Writer of Wrongs
Few movies are as sharp
as Shattered Glass, the story
of a journalist gone bad.
By KRISTIAN LIN
The reviews for Shattered Glass have it wrong. Not in their praise — this brainy, absorbing piece of work is one of the year’s best films and deserves its accolades. But the reviews have described it as a great movie about journalism. It’s much more than that. The film’s main character is a liar whose mendacity is fueled by ambition and a pathetic desire for popularity. These traits are hardly confined to sleazy journalists. If you work in an office, you probably know a Stephen Glass. If you’re unlucky, he’s your friend.
Stephen Glass was a staff writer for The New Republic who was discovered in 1998 to have fabricated dozens of stories that the prestigious magazine had printed as fact. The scale of his deception was impressive — he wrote about people and organizations invented out of whole cloth, forged his own notes, created a fake web site, sent himself e-mail from phony addresses, and had people impersonate sources to his editors. The New York Times’ Jayson Blair wasn’t nearly as resourceful. The movie uses an ingenious framing device to tell the story, with Glass (Hayden Christensen) returning to his high school and recounting his remarkable career to a class of bright-eyed students, even while his peers in Washington are about to expose him.

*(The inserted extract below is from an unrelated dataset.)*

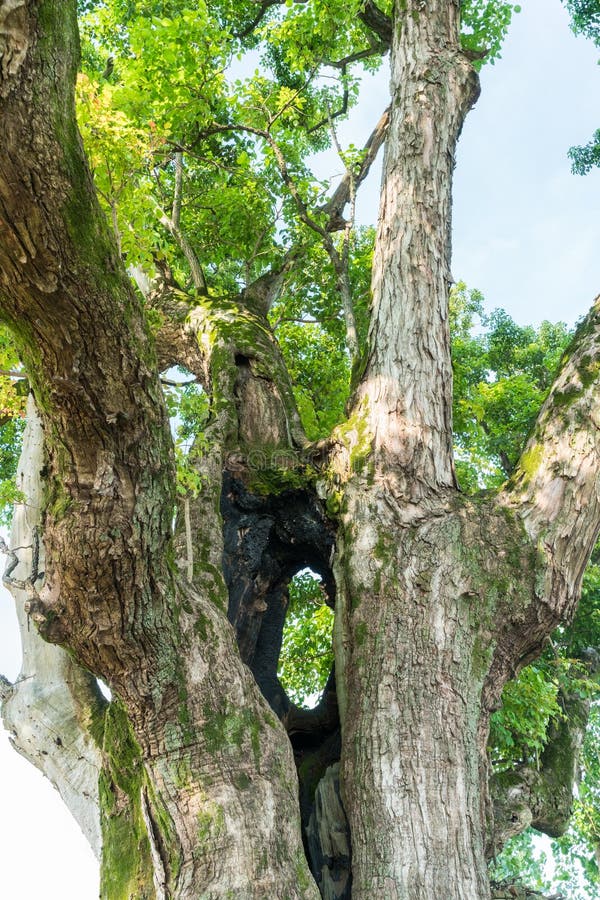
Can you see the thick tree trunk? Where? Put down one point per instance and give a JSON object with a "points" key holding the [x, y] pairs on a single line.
{"points": [[198, 792], [439, 599]]}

The movie never gets inside Glass’ head, but it doesn’t have to. His motives are pretty evident, as we see his colleagues, bosses, and the likes of Harper’s, Rolling Stone, and the now-defunct George all treating him like a golden boy because of his bogus stories. Instead of psychoanalyzing him, the film ruthlessly dissects this con artist’s methods. He charms everyone with his bespectacled good looks and his puppy-dog enthusiasm. He remembers people’s birthdays and offers to help on their articles. He cultivates the air of a wunderkind and brims with false modesty, pitching brilliant story ideas at meetings and then trashing them only after they’ve thoroughly won everyone over. He adopts the pose of a sensitive soul — one of his running lines is “Are you mad at me?”, asked in a wounded tone when people raise questions about his work. As his stories unravel, he backpedals, apologizes, all but beats his chest in public displays of remorse. Long before he’s cornered, he plays the martyr to his editor Charles Lane (Peter Sarsgaard), saying, “If you want me to go out there and say that I made it all up, I will.” Meanwhile, he rallies his co-workers to his defense by telling them the evil boss is gunning for him, a task made easier by their loyalty to Lane’s inspirational predecessor Michael Kelly (Hank Azaria) and their perception of Lane as an interloper and a stiff.
As Glass, Christensen’s eyes take in everything and reveal nothing; he’s The Talented Mr. Ripley minus the sexual confusion. The character’s classroom speech setting himself up as a journalist who nobly shuns self-promotion is a crock, yet the actor delivers the b.s. so smoothly that you smile anyway. His performance creates an uncanny presence. It’s as if Glass is standing in front of you, offering you his flattery and excuses. If you saw Christensen in the last Star Wars movie and concluded that he couldn’t act, this performance will give you major pause.
Making his directing debut is Billy Ray, whose undistinguished screenwriting résumé (Hart’s War, Volcano) doesn’t hint at what he does here. He directs in a low-key, economical style, giving the story prominence over the telling of it. Occasionally, he betrays his inexperience — a showdown between Lane and Glass’ staunchest defender in the newsroom (Chloë Sevigny) peaks too early. These, however, are tiny blemishes. Ray lays out this complex story simply and clearly, and the scenes in which Lane and Forbes online journalist Adam Penenberg (Steve Zahn) gradually uncover Glass’ lies play like a first-rate detective story. Ray also brings Glass’ fictions to life in flashbacks that show the reporter on the scene, scribbling dutifully in his notebook as drunken young Republicans roam the halls of their hotel, humiliating unattractive women. He’s there too when a fictional 15-year-old hacker brings a major software firm to heel and receives a hero’s welcome from his fellow computer geeks. You want these stories to be true because they’re so good, and you can see how Glass created and played on the same feeling in his peers.
Ray assembles a strong cast and, more importantly, doesn’t waste a single one of them. They draw sharply delineated portraits of corporate types, from Melanie Lynskey as a New Republic writer who’s sadly envious of Glass’ scoops, to Rosario Dawson as a shark trying to swoop in on Penenberg’s exposé. Sarsgaard stands out as the appropriately unforgiving Lane; his lack of charisma works in his favor and plays as integrity in this context.
It’s tempting to see the whole Glass affair as having to do with the triumph of entertainment value over newsworthiness in journalism, but if Ray settled for that, his movie would be of interest only to journalists. Instead, Shattered Glass focuses on the work of a single clever fraud and becomes something more powerful. This morally acute and improbably entertaining film demonstrates that Stephen Glass is everywhere and shows the best way to recognize and deal with him.